L‘agroécologie paysanne répond de façon optimale aux enjeux et urgences de notre temps : (1) augmenter la résilience, (2) nourrir l’humanité de façon éthique et durable et (3) soutenir la nécessaire mutation de notre société.
Message et conclusions:
L’agroécologie paysanne, clef de la souveraineté alimentaire et culturelle des communautés locales : au-delà du respect d’un cahier des charges techniques, l’éthique de l’agroécologie paysanne assure la souveraineté alimentaire de communautés locales et restaure des savoir-faire traditionnels. Elle se nourrit également de connaissances nouvelles pour mettre en œuvre des pratiques vertueuses résolument innovantes.
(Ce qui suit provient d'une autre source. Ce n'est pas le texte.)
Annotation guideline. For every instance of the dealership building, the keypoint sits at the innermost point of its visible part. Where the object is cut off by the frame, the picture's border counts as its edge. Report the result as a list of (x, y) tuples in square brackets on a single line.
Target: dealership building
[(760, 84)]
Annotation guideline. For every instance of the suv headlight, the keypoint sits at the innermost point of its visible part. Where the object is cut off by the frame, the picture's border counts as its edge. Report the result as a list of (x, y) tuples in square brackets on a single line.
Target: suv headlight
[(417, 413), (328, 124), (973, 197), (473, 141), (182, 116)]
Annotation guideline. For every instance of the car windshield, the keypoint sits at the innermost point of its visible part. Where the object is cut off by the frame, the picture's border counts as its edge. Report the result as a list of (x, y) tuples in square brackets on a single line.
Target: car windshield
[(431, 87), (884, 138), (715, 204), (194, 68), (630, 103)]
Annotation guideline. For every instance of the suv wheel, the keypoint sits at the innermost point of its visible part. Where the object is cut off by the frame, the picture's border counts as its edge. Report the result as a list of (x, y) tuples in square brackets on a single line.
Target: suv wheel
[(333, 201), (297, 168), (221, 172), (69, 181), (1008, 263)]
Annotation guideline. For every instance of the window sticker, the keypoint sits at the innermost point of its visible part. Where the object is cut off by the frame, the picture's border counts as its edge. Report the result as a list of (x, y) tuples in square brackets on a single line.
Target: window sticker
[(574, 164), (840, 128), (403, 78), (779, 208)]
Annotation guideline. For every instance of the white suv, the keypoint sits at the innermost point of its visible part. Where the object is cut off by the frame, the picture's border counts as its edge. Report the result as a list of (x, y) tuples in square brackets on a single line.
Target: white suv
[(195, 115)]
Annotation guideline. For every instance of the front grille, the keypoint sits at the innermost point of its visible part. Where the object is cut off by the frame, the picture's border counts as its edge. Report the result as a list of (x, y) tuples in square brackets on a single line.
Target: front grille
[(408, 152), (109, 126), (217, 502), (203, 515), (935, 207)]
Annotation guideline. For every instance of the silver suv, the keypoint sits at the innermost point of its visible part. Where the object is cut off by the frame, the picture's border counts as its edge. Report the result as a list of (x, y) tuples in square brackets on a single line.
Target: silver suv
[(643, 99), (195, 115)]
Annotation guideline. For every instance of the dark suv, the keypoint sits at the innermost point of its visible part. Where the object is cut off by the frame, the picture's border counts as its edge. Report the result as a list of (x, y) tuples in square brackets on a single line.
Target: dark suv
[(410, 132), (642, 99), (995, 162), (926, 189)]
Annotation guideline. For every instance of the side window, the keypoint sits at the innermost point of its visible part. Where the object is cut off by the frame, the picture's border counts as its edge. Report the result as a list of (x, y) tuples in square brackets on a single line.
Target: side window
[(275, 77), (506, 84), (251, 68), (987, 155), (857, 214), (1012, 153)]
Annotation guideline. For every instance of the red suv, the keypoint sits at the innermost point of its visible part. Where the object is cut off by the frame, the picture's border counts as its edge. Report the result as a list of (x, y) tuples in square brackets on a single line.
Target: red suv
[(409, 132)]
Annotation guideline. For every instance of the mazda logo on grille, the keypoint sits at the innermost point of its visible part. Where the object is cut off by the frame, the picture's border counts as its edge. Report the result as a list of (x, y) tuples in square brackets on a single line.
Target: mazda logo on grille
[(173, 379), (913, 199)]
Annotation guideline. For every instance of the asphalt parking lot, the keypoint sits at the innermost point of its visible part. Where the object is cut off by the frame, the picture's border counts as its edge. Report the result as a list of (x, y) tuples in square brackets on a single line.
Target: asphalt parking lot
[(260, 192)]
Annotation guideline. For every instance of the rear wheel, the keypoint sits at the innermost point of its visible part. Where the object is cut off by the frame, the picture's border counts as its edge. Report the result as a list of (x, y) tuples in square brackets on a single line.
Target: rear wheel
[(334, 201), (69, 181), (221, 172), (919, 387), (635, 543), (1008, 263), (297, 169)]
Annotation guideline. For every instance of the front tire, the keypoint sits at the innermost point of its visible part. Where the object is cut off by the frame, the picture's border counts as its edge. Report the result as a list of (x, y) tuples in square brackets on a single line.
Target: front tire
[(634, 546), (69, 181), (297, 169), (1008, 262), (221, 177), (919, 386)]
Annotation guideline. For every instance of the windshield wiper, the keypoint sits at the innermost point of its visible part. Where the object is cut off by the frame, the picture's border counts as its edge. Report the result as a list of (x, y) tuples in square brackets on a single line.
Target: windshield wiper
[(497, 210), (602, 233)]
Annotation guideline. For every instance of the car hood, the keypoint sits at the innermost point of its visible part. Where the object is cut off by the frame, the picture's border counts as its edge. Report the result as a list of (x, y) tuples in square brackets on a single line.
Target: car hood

A ce titre, elle répond à trois enjeux mentionnés ci-dessus.
En termes de résilience face aux aléas environnementaux, économiques et politiques (1), la sélection des semences paysannes sur la ferme permet une adaptabilité optimale au changement climatique, mais aussi la mise en place de pratiques agronomiques et gastronomiques nouvelles et « autonomisantes ». Ainsi, la production de semences, sur un terroir particulier, et la transformation à la ferme soutiennent sur le long terme l’approvisionnement en graines de qualité, favorisant une autonomie économique et agronomique. Cela aboutit une réappropriation complète du métier de paysan, de la sélection jusqu’à la transformation et pour certains la vente. La sélection paysanne implique les procédés suivants :
- mélanges intra-variétaux et inter-spécifiques pour augmenter la diversité cultivée, elle-même essentielle à la résilience des cultures face à leur environnement, travail superficiel de sol et couvert végétal permanent aggradant la fertilité du sol et évitant le lessivage en optimisant la restitution du carbone… Ces pratiques préservent et augmentent la qualité des sols, en n’y ajoutant aucun engrais/intrants de synthèse.
- sélection de populations de froments adaptées à la panification au levain (contrairement aux variétés modernes), de populations de céréales protéagineuses et oléagineuses ignorées et à fort intérêt agronomique, nutritionnel et économique (sarrasin, caméline, blés poulards, féverole blanche ….). Conduites en associations, ces cultures garantissent une optimisation et une régularité du « rendement » ainsi que la restauration et le maintien de la fertilité du sol. Ces pratiques offrent une farine de grande qualité pour un pain à haute valeur nutritionnelle. En outre, les semences paysannes assurent une stabilité des récoltes dans le temps, vecteur de résilience face aux changements climatiques.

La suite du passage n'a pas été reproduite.